Joungkyun / libchardet

libchardet - Mozilla's Universal Charset Detector C/C++ API
Other
105 stars 33 forks source link

Single UTF-8 character detected as Windows-1258 #17

Open hpwamr opened 4 years ago

hpwamr commented 4 years ago

Hello, For the development of Notepad3, we use the UCHARDET Charset Detector.

In issue #1848 we are faced with a problem of a Single "UTF-8" character which is detected as: Windows-1258 with reliability level of 72% by UCHARDET. 😕

Here the French "é" character (Précis:) !

71032731-cc90f480-217a-11ea-8313-ee011adf1467

In the following sample, it's the character character "¶" this is badly detectected as: "ΒΆ"

I would like to add to this issue a well-known text build_np3portableapp.cmd encoded in UTF-8 
with ONLY ONE non-ASCII character "delims=¶" on line 33 in this "shorted" batch file.

- This text is open faultily as "ISO-8859-7 (Greek)" with Notepad3 : "delims=ΒΆ"
- This text is open correctly as "UTF-8" with Notepad3 if I add an encoding tag ":: encoding: UTF-8"
- This text is open correctly as "UTF-8" with Noteapd++, Editpad Lite 7, Editplus, Notepad2, 
  Notepad2e, Notepad2-mod, Notepad2-zfuliu and VS Code,!!!

In attachment the 2 samples: Error Detection Single UTF-8 (issue #1848).zip

Thanks in advance for your attention. Have a nice day. hpwamr

Feel free to test the BETA version "Notepad3Portable_5.20.116.2708_BETA.paf.exe.7z" or higher. See "Notepad3 BETA-channel access #1129" or here Notepad3Portable_5.20.116.2708_BETA.paf.exe.7z.

Note: "Notepad3Portable BETA" can be used in "2 flavors" (with or without the extension ".7z").

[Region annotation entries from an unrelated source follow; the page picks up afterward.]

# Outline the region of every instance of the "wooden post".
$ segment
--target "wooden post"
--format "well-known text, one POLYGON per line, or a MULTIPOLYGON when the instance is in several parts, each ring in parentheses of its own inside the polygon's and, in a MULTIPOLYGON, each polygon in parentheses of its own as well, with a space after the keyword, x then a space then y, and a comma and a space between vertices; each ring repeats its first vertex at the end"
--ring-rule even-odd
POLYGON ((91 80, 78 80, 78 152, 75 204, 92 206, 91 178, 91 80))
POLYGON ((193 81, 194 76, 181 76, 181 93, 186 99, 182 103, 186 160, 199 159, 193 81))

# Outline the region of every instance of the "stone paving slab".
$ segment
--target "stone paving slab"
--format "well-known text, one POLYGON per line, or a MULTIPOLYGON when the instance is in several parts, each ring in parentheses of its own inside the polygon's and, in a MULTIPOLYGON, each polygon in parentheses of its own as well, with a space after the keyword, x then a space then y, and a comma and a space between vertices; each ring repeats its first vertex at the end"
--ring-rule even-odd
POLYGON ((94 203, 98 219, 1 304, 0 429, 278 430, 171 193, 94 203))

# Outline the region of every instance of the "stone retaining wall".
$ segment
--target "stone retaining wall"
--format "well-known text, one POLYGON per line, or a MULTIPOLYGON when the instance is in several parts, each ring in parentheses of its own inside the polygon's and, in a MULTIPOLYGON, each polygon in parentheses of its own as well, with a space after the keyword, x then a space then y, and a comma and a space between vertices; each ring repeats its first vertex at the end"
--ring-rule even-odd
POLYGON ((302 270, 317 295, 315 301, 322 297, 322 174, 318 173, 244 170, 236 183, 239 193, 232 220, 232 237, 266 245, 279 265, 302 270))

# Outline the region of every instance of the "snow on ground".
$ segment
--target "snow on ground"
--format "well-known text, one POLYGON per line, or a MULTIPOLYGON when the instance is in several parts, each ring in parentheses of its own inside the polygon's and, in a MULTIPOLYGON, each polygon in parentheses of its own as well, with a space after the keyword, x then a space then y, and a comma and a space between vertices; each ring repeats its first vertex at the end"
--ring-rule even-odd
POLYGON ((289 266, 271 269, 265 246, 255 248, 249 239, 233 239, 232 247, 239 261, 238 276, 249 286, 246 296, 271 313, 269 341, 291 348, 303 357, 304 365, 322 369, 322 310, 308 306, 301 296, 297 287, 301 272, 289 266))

Your comments and suggestions are always welcome... 😃

Joungkyun commented 3 years ago

Like #16, the number of strings that need to be determined is too short.

Note that the Windows-1258 issue does not occur on libchardet. This is due to the difference in tables in Vietnamese language between libchardet and uchardet.